Chapter 10.7: The Challenge of Long-Term Dependencies
The fundamental challenge of long-term dependencies is not representational capacity but the difficulty of training recurrent networks.
During backpropagation through time, gradients must be propagated across many steps, causing:
- vanishing gradients (the common case), where the gradient shrinks exponentially and the network cannot learn dependencies across distant time steps
- exploding gradients (rare but severe), where the gradient grows exponentially and destabilizes learning

The figure shows how repeatedly applying the same nonlinear function causes saturation or steep amplification.

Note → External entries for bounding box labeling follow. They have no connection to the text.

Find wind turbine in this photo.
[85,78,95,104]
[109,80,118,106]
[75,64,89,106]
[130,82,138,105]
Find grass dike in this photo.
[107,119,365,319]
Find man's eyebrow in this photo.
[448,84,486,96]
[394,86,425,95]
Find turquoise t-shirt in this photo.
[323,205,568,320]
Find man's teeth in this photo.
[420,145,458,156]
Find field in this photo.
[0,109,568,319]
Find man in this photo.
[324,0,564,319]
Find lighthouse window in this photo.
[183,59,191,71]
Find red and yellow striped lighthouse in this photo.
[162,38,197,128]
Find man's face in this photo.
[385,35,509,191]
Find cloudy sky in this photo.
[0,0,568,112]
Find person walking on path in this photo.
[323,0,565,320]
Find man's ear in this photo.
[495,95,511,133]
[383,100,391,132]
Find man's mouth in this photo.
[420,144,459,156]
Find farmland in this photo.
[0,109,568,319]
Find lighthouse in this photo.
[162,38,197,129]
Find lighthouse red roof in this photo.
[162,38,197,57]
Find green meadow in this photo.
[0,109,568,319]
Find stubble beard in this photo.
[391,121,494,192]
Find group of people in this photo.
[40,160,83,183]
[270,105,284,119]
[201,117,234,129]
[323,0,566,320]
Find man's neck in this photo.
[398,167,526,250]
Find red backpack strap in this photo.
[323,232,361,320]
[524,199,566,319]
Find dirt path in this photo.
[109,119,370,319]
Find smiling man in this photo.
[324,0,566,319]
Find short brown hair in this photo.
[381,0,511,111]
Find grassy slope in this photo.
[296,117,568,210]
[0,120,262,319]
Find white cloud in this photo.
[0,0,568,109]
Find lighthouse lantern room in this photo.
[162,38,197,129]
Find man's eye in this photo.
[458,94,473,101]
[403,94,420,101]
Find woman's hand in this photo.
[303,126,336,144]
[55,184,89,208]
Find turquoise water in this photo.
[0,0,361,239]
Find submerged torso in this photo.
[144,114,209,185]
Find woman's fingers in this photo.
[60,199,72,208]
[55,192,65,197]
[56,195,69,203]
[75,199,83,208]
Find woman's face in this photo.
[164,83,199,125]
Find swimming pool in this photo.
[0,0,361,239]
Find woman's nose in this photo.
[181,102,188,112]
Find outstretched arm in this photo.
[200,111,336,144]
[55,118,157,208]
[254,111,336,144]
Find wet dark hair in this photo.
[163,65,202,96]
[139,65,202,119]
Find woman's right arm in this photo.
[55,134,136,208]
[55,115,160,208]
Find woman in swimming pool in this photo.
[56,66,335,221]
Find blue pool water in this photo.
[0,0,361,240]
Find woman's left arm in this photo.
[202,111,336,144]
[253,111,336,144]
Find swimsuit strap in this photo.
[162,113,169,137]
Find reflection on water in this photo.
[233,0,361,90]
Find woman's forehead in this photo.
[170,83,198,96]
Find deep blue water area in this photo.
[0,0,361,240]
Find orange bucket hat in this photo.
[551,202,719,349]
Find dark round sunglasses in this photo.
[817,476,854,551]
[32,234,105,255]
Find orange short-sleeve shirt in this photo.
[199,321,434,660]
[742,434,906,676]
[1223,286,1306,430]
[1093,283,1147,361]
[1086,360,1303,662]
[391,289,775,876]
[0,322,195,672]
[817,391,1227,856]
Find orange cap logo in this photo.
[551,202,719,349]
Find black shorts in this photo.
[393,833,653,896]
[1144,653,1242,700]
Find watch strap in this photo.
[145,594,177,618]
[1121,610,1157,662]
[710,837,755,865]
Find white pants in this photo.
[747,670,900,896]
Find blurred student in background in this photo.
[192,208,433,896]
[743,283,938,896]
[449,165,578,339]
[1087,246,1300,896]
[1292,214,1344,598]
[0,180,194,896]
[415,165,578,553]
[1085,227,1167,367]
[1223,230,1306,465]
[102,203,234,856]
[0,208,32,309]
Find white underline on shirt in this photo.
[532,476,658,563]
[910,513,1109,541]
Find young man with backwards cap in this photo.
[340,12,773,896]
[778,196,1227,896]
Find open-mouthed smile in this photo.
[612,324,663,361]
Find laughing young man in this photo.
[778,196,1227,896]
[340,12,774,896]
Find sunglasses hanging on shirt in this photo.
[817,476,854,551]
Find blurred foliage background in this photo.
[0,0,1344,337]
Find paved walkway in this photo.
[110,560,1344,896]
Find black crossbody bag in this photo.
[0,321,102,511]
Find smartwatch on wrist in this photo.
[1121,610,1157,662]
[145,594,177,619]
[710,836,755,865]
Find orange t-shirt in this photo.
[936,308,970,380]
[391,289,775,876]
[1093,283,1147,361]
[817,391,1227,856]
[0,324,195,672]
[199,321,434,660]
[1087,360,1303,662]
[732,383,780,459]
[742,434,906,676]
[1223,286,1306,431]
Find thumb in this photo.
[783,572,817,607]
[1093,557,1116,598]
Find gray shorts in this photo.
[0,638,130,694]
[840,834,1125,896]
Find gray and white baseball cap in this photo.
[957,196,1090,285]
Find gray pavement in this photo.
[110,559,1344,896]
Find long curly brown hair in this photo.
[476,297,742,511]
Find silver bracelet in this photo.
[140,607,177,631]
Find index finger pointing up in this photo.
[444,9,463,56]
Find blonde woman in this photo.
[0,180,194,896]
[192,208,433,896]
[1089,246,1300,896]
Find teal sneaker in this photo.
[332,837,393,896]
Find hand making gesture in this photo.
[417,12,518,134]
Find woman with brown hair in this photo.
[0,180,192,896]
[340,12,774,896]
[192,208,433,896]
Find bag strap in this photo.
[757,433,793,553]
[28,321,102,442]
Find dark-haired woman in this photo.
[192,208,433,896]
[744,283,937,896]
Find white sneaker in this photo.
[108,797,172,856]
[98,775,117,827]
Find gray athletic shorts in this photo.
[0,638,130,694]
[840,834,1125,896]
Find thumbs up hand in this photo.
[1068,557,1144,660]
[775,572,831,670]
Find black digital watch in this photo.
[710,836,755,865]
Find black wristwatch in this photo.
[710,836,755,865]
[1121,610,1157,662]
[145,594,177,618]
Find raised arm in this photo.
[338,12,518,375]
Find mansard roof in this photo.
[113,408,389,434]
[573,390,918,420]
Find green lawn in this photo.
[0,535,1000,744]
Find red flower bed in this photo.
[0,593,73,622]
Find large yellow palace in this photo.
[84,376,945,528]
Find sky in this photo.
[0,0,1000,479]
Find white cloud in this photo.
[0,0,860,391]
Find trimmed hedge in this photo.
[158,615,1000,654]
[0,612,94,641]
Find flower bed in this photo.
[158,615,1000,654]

Although the x-axis is not time, these compositions mirror the effect of many RNN time steps, explaining why gradients vanish or explode during long-term dependency learning.
Mathematical Analysis
\[ h^{t} = W h^{t-1} \tag{10.36} \]
Hidden state after \(t\) steps can be written as the repeated application of the same linear transformation:
\[ h^{t} = W^{t} h^{0} \tag{10.37} \]
showing that long-term behavior is governed by powers of the transition matrix.
\[ W = Q\Lambda Q^{\top} \tag{10.38} \]
We can analyze its dynamics in the eigenbasis if \(W\) is diagonalizable:
\[ h^{t} = Q \Lambda^{t} Q^{\top} h^{0} \tag{10.39} \]
Each eigenvalue raised to the \(t\)-th power either shrinks (vanishing) or grows (exploding), explaining instability over long time horizons.